RegionsMiddle EastMoody’s: Middle Eastern Sovereigns Showing More Economic Divergence

Moody’s: Middle Eastern Sovereigns Showing More Economic Divergence

Credit ratings agency (CRA) Moody’s reports that all Moody’s-rated sovereigns in the Middle East and North Africa (MENA) have been affected by the global crisis and Arab Spring to varying degrees, but a clear divergence has emerged over recent years, with stable sovereign credit ratings among oil-rich countries and downward rating pressure facing those countries most affected by the Arab Spring.

The report, entitled
‘MENA Sovereigns – 2013 Outlook: Growing Divergence Between GCC and other MENA Economies Since Global Crisis and Arab Spring’,
states that upheavals in Tunisia, Libya, Egypt, Syria and Yemen have shaken the region’s social and political landscape, and conditions remain unsettled to varying degrees in the countries that experienced regime change.

At the same time, oil-rich countries of the Gulf Cooperation Council (GCC) have ramped up social welfare spending to pre-empt discontent and address longstanding needs.

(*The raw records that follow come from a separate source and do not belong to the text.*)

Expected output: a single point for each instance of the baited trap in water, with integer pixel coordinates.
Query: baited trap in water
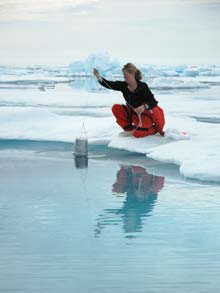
(81, 144)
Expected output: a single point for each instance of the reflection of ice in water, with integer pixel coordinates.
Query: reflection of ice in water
(141, 190)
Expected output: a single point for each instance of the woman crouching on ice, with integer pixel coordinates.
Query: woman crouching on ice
(141, 116)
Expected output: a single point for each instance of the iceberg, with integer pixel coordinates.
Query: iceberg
(100, 60)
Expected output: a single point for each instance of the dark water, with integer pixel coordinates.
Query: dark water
(123, 224)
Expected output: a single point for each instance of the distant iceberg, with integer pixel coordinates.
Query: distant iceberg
(102, 61)
(110, 66)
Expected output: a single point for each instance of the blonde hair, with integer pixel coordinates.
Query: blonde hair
(131, 68)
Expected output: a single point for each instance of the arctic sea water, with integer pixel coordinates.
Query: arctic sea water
(121, 221)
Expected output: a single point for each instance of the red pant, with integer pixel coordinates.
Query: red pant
(152, 120)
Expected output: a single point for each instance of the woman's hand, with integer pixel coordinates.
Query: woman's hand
(139, 109)
(96, 73)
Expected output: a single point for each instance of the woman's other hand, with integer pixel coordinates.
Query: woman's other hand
(96, 73)
(139, 110)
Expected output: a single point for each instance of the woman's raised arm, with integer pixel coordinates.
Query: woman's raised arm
(114, 85)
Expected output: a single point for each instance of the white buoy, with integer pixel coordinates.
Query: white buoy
(81, 147)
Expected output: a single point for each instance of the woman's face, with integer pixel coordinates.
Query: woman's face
(129, 77)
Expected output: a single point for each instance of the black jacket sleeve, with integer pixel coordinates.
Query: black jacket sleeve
(113, 85)
(148, 92)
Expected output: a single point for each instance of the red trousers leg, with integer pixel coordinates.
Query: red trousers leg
(157, 115)
(146, 123)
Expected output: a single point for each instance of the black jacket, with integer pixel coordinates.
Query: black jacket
(141, 95)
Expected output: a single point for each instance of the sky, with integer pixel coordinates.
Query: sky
(58, 32)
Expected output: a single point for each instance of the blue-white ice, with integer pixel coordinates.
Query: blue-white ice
(111, 66)
(51, 103)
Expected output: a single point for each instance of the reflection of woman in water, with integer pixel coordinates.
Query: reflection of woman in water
(141, 189)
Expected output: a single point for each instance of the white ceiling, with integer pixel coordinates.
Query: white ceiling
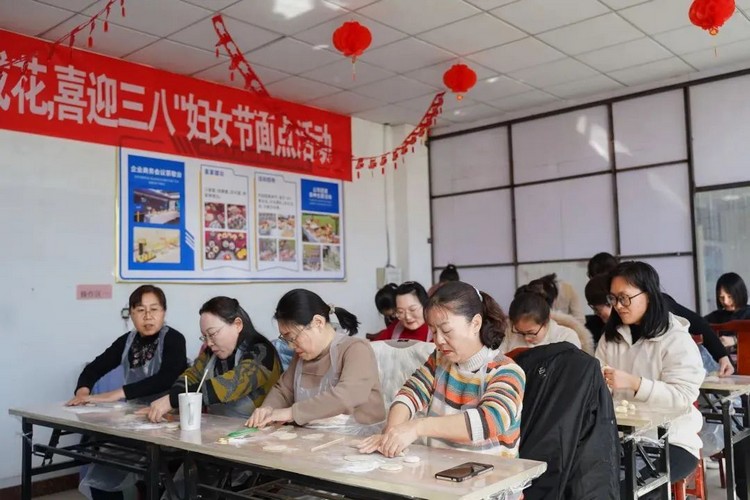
(527, 53)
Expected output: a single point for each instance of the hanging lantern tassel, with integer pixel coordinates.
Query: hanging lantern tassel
(459, 78)
(352, 39)
(711, 14)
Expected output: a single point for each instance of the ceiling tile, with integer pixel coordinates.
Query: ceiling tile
(72, 5)
(212, 5)
(220, 74)
(323, 33)
(174, 57)
(626, 54)
(592, 34)
(116, 42)
(291, 56)
(416, 16)
(723, 55)
(156, 18)
(405, 55)
(658, 16)
(395, 89)
(339, 74)
(522, 101)
(587, 87)
(651, 72)
(33, 19)
(554, 73)
(346, 103)
(536, 16)
(517, 55)
(298, 89)
(246, 36)
(352, 4)
(692, 39)
(391, 114)
(496, 87)
(433, 75)
(284, 16)
(490, 4)
(472, 34)
(621, 4)
(473, 113)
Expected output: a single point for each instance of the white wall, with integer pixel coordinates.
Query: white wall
(57, 200)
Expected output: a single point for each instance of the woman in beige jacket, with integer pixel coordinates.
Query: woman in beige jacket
(649, 356)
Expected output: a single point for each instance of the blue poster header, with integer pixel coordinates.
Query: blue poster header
(319, 196)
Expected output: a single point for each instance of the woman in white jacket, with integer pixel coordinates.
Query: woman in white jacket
(649, 356)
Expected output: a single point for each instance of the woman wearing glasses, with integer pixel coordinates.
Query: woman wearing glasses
(242, 364)
(150, 356)
(531, 324)
(471, 393)
(333, 379)
(649, 357)
(411, 299)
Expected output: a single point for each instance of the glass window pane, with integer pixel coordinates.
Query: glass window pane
(472, 229)
(722, 220)
(654, 210)
(650, 129)
(720, 114)
(467, 162)
(571, 219)
(561, 145)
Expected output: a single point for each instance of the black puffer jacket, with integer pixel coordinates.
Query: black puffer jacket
(568, 421)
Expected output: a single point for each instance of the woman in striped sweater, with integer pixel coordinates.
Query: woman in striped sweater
(469, 393)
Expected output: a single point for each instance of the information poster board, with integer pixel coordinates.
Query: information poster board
(187, 219)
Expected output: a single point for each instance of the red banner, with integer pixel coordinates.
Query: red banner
(76, 94)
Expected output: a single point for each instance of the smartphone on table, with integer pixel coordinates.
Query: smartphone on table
(464, 471)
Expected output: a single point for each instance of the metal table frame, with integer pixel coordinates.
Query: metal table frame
(736, 429)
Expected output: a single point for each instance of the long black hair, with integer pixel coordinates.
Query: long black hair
(529, 302)
(732, 283)
(464, 300)
(298, 306)
(655, 321)
(228, 310)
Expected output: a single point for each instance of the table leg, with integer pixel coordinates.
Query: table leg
(152, 476)
(27, 431)
(191, 476)
(726, 418)
(631, 485)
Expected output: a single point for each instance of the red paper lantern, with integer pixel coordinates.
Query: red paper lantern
(352, 39)
(711, 14)
(460, 78)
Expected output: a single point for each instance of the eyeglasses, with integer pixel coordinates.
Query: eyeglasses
(153, 311)
(292, 339)
(210, 335)
(412, 311)
(528, 334)
(624, 300)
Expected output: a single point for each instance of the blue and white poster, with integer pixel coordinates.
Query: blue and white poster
(185, 219)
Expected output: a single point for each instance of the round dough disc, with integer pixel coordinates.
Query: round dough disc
(391, 467)
(275, 447)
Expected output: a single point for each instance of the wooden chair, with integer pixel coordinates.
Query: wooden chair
(740, 328)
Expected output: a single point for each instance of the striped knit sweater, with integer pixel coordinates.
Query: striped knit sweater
(497, 416)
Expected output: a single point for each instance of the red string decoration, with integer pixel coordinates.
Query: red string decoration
(460, 78)
(711, 14)
(237, 60)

Moody’s expects that growth is likely to taper off in the GCC in 2013 and remain weak in oil-importing MENA. High oil prices and expansionary fiscal policies will not provide as much of a boost to GCC growth, which the CRA estimates will slow to around 3.5% in 2013 from 5.7% in 2012. Moody’s baseline scenario assumes that oil prices will average US$112 per barrel in 2013, in line with the average 2012 oil price. In contrast, the average growth rate among non-oil-importing MENA countries will be around 2.6% in 2013, slightly up from 2.2% in 2012.

The ratings of oil-rich GCC countries have been stable since the global financial crisis and throughout the Arab Spring. Fiscal breakeven oil prices continue to rise in the GCC, but government finances remain strong. Indeed, with the exception of Bahrain and Oman, any vulnerability among GCC countries to a sudden fall in oil prices is mitigated by the assets held by their sovereign wealth funds. Nonetheless, while there is additional scope for ramped-up expenditure before fiscal fundamentals are undermined, Moody’s expects GCC governments to continue to record large fiscal and current account surpluses, with the exception of Bahrain which has a fiscal deficit.

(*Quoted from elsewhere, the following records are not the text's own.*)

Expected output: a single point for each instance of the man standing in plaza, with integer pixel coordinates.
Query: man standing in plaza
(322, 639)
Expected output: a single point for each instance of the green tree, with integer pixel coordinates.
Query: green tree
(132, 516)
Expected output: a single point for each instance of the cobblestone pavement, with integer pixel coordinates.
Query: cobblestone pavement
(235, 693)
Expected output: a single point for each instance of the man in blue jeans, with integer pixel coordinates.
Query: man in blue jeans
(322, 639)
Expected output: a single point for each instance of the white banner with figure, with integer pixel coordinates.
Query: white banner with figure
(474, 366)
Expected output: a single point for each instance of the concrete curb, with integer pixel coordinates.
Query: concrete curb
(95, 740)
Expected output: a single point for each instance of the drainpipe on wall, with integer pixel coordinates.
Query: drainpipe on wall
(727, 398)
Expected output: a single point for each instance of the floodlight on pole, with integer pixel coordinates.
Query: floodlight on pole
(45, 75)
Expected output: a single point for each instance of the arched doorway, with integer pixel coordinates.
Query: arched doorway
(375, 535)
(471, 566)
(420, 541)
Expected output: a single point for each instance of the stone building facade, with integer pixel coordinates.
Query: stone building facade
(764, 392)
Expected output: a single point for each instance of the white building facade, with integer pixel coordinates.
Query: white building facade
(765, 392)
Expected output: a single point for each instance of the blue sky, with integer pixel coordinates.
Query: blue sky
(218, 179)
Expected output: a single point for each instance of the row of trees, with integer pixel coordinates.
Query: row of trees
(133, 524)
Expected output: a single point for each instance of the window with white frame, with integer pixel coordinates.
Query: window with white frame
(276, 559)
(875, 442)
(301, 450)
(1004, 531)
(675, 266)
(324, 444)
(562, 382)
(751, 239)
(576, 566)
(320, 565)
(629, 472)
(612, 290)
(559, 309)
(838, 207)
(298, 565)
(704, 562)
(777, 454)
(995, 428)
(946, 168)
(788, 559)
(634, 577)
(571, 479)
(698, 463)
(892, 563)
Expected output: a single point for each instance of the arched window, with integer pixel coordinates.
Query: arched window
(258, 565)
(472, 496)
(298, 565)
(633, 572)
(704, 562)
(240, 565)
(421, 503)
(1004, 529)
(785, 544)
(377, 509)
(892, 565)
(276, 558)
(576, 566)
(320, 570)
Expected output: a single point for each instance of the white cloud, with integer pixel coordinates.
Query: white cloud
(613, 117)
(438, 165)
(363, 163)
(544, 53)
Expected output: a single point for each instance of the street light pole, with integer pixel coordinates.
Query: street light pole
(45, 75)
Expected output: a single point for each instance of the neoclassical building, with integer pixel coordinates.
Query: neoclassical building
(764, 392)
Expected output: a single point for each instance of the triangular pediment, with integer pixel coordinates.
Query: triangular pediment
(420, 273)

Despite receiving external financial support, most Arab Spring countries continue to face downward ratings pressure because of a weakening in economic, financial and external credit fundamentals – especially Egypt which underwent a five-notch decline in its sovereign rating to B3 since early 2011. Tunisia’s rating has fallen by two notches to Ba1, and Bahrain’s rating by one notch to Baa1. Egypt’s and Tunisia’s ratings remain on review for possible downgrade. The outlooks on Bahrain’s Baa1 and Jordan’s Ba2 ratings have been negative since 2011, while the outlook on Morocco’s Ba1 rating was changed to negative in February 2013.

Meanwhile, credit risks stemming from Dubai’s government-related issuers have receded. Dubai’s economy has bounced back, but its legacy debt remains high and future repayments are large, adds Moody’s.